ZW/ZZ sex chromosomes
The ZW sex-determination system is found in birds, some reptiles, and some insects and other organisms. The ZW sex-determination system is reversed compared to the XY system: females have two different kinds of chromosomes, and males have two of the same kind of chromosomes. In the chicken, this was found to be dependent on the expression of DMRT1. In birds, the genes FET1 and ASW are found on the W chromosome for females, similar to how the Y chromosome contains SRY. However, not all species depend upon the W for their sex. For example, there are moths and butterflies that are ZW, but some have been found female with ZO, as well as female with ZZW. Also, while mammals deactivate one of their extra X chromosomes when female, it appears that in the case of Lepidoptera, the males produce double the normal amount of enzymes, due to having two Z's.
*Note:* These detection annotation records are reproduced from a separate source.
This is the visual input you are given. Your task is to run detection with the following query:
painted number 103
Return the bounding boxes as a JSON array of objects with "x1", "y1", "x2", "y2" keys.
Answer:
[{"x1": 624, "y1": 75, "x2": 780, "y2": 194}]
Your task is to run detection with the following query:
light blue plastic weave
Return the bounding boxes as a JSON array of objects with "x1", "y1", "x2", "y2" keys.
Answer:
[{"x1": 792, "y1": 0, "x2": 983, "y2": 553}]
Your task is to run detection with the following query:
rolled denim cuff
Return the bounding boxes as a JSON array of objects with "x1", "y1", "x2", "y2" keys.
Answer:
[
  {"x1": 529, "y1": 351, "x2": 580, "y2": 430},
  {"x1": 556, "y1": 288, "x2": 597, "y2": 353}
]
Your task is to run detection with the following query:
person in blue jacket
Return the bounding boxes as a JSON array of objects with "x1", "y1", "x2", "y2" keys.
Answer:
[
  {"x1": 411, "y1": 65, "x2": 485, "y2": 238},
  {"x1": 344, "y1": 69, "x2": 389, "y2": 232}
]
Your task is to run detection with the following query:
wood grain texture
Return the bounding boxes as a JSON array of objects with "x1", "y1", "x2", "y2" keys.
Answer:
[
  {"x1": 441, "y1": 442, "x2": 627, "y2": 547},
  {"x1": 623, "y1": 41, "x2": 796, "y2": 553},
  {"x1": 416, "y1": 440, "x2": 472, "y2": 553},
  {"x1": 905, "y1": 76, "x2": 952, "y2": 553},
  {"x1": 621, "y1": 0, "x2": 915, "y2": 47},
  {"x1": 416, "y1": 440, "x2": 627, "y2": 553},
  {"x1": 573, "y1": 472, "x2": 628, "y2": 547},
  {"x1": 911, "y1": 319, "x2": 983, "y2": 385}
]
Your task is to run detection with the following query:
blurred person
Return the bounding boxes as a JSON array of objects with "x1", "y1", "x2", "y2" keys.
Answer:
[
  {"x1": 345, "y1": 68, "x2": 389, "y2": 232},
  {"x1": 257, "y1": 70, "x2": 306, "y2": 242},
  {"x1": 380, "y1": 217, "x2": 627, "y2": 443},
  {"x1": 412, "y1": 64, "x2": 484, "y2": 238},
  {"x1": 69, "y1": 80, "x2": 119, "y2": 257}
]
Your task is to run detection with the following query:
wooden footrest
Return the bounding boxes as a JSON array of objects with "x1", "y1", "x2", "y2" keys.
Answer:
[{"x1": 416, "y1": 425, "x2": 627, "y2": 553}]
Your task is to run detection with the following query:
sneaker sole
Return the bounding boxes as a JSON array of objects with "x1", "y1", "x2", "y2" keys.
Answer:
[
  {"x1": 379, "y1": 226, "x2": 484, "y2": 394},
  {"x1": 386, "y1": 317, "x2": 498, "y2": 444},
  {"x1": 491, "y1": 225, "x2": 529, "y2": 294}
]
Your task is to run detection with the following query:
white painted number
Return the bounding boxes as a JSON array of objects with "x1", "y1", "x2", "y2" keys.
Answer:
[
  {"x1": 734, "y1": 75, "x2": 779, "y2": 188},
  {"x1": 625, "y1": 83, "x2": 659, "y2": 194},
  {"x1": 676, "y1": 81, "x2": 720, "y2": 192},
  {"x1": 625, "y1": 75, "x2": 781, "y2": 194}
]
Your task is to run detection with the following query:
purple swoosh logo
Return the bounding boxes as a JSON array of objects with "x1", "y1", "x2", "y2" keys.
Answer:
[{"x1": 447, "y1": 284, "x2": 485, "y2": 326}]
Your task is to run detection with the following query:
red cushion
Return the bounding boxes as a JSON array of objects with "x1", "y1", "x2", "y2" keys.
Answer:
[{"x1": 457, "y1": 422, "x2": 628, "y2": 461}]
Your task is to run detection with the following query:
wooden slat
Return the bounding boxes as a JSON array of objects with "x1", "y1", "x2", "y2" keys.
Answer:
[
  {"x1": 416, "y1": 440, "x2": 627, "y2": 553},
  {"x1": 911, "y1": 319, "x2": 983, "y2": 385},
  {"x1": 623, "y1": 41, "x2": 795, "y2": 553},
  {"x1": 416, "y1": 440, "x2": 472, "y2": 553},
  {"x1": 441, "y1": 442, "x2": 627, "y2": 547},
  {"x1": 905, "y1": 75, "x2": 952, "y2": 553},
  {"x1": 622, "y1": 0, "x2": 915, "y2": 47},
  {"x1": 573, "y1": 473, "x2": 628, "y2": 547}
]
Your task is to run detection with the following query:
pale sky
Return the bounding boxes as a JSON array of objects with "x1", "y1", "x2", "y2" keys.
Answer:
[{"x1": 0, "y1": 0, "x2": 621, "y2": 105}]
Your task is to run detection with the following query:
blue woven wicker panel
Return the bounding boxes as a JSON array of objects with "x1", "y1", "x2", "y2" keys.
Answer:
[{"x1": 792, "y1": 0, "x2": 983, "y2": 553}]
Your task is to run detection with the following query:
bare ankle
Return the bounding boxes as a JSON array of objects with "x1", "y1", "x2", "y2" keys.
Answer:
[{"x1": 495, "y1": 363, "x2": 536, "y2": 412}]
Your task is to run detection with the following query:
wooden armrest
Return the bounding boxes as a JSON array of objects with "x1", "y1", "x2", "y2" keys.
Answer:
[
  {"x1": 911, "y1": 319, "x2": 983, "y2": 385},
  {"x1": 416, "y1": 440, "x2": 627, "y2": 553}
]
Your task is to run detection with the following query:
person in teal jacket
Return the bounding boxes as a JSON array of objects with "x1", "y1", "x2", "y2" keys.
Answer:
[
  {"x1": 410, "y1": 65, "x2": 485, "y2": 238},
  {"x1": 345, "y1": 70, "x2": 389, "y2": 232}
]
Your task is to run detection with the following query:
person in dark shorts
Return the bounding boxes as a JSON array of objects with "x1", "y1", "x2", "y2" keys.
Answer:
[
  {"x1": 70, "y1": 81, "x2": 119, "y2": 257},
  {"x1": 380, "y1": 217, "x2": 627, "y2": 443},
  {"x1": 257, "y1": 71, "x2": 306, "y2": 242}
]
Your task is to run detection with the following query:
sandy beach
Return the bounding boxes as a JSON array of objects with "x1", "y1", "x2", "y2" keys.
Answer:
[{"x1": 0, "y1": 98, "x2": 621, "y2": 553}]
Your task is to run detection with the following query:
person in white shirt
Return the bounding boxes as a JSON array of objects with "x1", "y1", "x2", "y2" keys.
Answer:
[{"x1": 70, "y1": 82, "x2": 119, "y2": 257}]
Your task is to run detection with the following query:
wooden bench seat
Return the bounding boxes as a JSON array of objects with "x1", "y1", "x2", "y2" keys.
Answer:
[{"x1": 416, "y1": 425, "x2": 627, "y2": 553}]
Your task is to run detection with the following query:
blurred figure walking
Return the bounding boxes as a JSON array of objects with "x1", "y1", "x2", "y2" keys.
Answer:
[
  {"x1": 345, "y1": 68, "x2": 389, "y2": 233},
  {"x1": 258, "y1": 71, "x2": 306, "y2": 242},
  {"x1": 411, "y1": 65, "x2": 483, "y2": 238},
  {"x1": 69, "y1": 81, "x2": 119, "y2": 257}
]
Because the use of ZW sex determination is varied, it is still unknown how exactly most species determine their sex. However, reportedly, the silkworm Bombyx mori uses a single female-specific piRNA as the primary determiner of sex. Despite the similarities between the ZW and XY systems, these sex chromosomes evolved separately. In the case of the chicken, their Z chromosome is more similar to humans' autosome 9. The chicken's Z chromosome also seems to be related to the X chromosome of the platypus. When a ZW species, such as the Komodo dragon, reproduces parthenogenetically, usually only males are produced. This is due to the fact that the haploid eggs double their chromosomes, resulting in ZZ or WW. The ZZ become males, but the WW are not viable and are not brought to term.In both XY and ZW sex determination systems, the sex chromosome carrying the critical factors is often significantly smaller, carrying little more than the genes necessary for triggering the development of a given sex.